A key question in understanding regulatory network architecture and evolution is to delineate its robustness to network rewiring. While changes in protein sequences may be easily predicted and their consequences in the cell directly measurable, the effects of regulatory rewiring on the transcriptome and the cellular phenotype may be more difficult to unravel. Past studies explored the robustness of regulatory networks by overexpressing or deleting individual regulatory genes [50]. More recently, Isalan et al. generated a library of E. coli cis-elements and trans-regulators that re-assigned or added new regulatory connections between regulators [47]. The study tested 600 different network alterations and found that 95% of the new architectures yielded viable cells with 85% having little or no growth defects. This result was especially interesting as many of the regulators were global regulatory proteins (e.g. sigma factors) that controlled hundreds of genes. Some rewired variants exhibited higher fitness than wild type in different selective conditions including heat shock, nutrient starvation, and extended serial passaging, highlighting that many single rewiring events can yield directly beneficial phenotypes.

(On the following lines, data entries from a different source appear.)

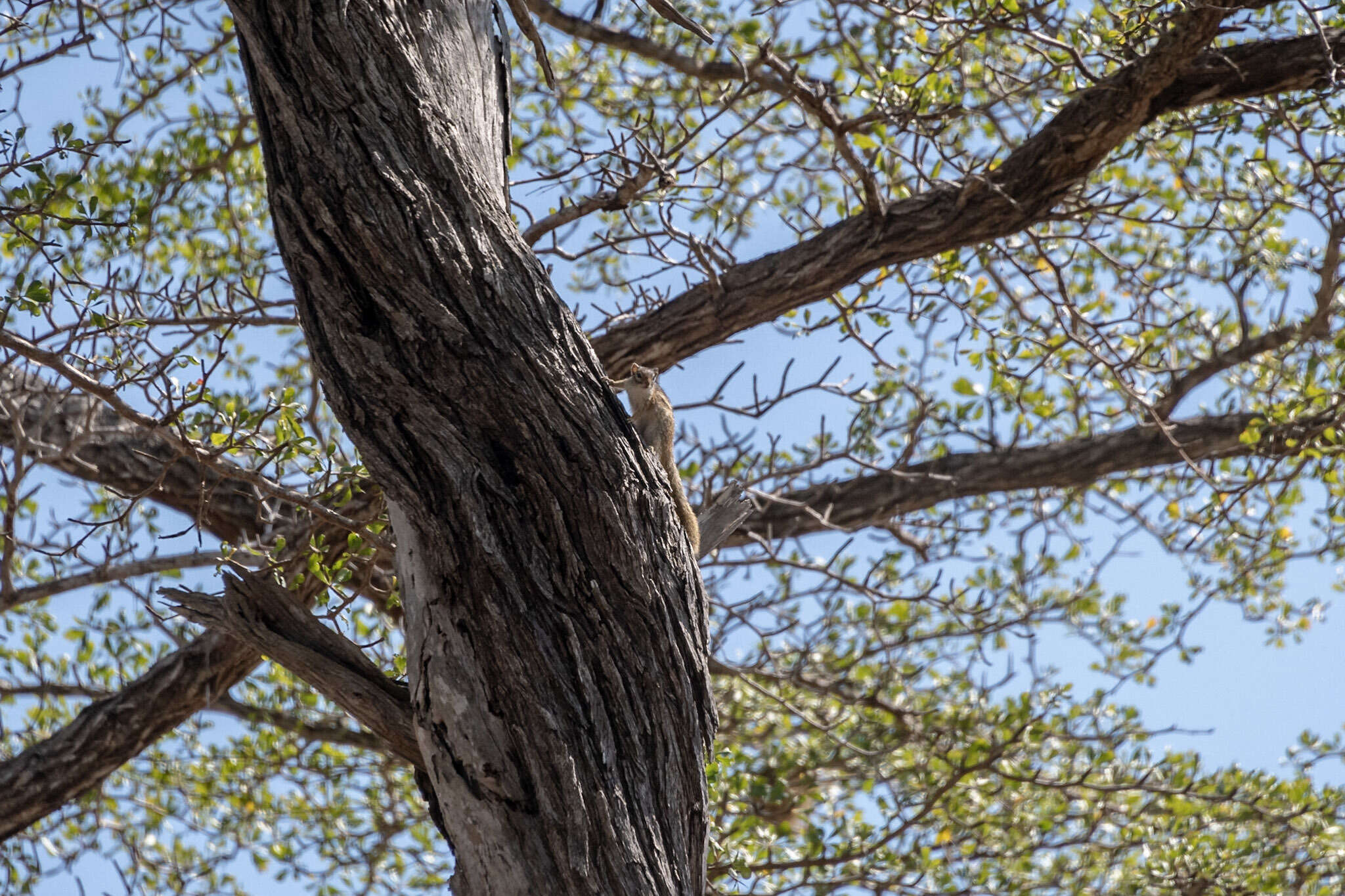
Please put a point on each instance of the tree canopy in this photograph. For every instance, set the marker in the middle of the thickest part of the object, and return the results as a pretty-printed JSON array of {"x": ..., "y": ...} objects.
[{"x": 969, "y": 296}]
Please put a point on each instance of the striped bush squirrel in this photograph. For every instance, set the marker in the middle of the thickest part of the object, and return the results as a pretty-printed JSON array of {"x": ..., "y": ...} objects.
[{"x": 651, "y": 416}]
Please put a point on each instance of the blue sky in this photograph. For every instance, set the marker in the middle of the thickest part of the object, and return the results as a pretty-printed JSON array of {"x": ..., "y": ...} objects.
[{"x": 1252, "y": 699}]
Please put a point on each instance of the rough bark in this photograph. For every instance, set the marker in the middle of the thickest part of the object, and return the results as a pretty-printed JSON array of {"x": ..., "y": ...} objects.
[
  {"x": 1021, "y": 192},
  {"x": 556, "y": 629},
  {"x": 81, "y": 436},
  {"x": 265, "y": 617},
  {"x": 109, "y": 733},
  {"x": 121, "y": 456}
]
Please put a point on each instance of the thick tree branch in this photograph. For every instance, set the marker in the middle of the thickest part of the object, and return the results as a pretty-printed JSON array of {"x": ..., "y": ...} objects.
[
  {"x": 177, "y": 442},
  {"x": 112, "y": 731},
  {"x": 260, "y": 612},
  {"x": 81, "y": 436},
  {"x": 1019, "y": 194}
]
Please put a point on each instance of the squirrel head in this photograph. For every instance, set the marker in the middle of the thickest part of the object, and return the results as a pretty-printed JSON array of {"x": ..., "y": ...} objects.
[{"x": 643, "y": 377}]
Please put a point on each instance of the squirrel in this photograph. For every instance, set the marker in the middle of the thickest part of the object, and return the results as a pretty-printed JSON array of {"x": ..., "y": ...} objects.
[{"x": 651, "y": 416}]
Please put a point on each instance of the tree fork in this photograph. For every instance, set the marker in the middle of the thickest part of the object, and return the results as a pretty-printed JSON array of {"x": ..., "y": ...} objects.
[{"x": 556, "y": 628}]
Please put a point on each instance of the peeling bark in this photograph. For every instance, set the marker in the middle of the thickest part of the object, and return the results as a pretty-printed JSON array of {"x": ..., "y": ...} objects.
[{"x": 556, "y": 628}]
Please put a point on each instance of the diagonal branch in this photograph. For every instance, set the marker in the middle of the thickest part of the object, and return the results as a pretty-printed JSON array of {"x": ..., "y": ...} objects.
[
  {"x": 263, "y": 613},
  {"x": 1021, "y": 192},
  {"x": 876, "y": 498}
]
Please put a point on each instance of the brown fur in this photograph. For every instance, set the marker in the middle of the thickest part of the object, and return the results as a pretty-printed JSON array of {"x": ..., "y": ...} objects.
[{"x": 651, "y": 416}]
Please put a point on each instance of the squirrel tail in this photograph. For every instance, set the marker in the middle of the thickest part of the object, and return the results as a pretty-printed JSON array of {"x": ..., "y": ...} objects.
[{"x": 684, "y": 507}]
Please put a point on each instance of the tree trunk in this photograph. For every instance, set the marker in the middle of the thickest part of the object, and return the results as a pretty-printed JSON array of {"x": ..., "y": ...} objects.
[{"x": 556, "y": 622}]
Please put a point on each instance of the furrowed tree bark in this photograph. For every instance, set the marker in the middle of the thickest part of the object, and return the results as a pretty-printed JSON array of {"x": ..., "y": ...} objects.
[
  {"x": 109, "y": 733},
  {"x": 125, "y": 457},
  {"x": 556, "y": 622}
]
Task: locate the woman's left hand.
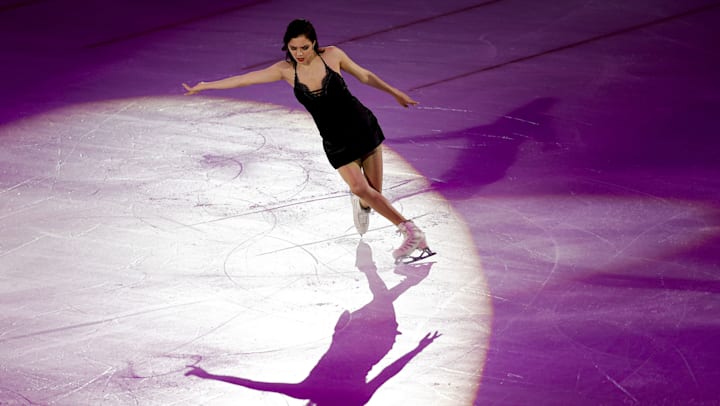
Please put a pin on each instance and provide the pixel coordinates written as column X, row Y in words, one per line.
column 404, row 99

To further understand the underlying mechanism of the observed cellular adaptations, transcriptomes of 100 selected rewired variants were analyzed and clustered into one of 20 unique profiles, each representing a discrete cellular state [48]. The largest cluster of 25 unique rewired variants were associated with changes in expression of the ribosomal machinery, with ~125 upregulated ribosomal, ATP synthase, and tRNA genes. Interestingly, five different rewired regulators with different cis-elements yielded the same transcriptome profile. These variants affected the same set of master regulators including OmpC, none of which were directly rewired in the study. Similar results were seen for rewired variants that elicited changes in gene expression of flagellar genes driven by the master regulator FilA. Overexpression of OmpC and FilA recapitulated the altered transcriptomes directly, suggesting that rewired networks are tapping into various sets of preconditioned biological responses. These synthetic regulatory rewiring approaches provide opportunities to further generate fundamental insights into how regulatory networks produce novel adaptive responses via defined and tractable evolutionary paths.

Outlook

Next generation sequencing technologies have enabled an unprecedented capacity to determine and compare genomic sequences to better discover, annotate, and dissect regulatory function. In parallel, high-throughput DNA synthesis has facilitated the systematic exploration and analysis of regulatory cis-elements, trans-factors, and their interaction networks. While metagenomic sequencing efforts have generated a significant amount of raw data, better analysis approaches are still needed to assign function to these sequences and to understand the regulatory architecture governing gene expression in individual cells and across whole communities [51,52]. Furthermore, whole-cell models are needed to integrate these complex cellular process with dynamic regulatory programs [53]. More experimental tools leveraging advances in genome engineering, editing, and regulatory control can provide better platforms to rewire and perturb network components and interactions. Emerging CRISPR-mediated gene activation and repression systems could more precisely modulate gene expression in a highly programmable and multiplexed fashion [54]. As large-scale gene and pathway synthesis improves, synthetic regulatory circuits can take on more sophistication, moving beyond simple architectures such as the repressilator [55] towards bigger and more complex designs [56]. These synthetic circuits can be used to better test many features of natural regulatory networks including adaptability, scalability, and robustness to improve our understanding and design of regulatory networks [57,58]. Useful synthetic networks could be implemented in organisms with significant bio-industrial relevance or even in more complex mammalian systems. Ultimately, altering regulatory networks through high-throughput systematic and synthetic approaches constitute a new set of powerful approaches to understand fundamental principles of regulatory structure and evolution and hold great promise to rapidly generate organisms with new phenotypes.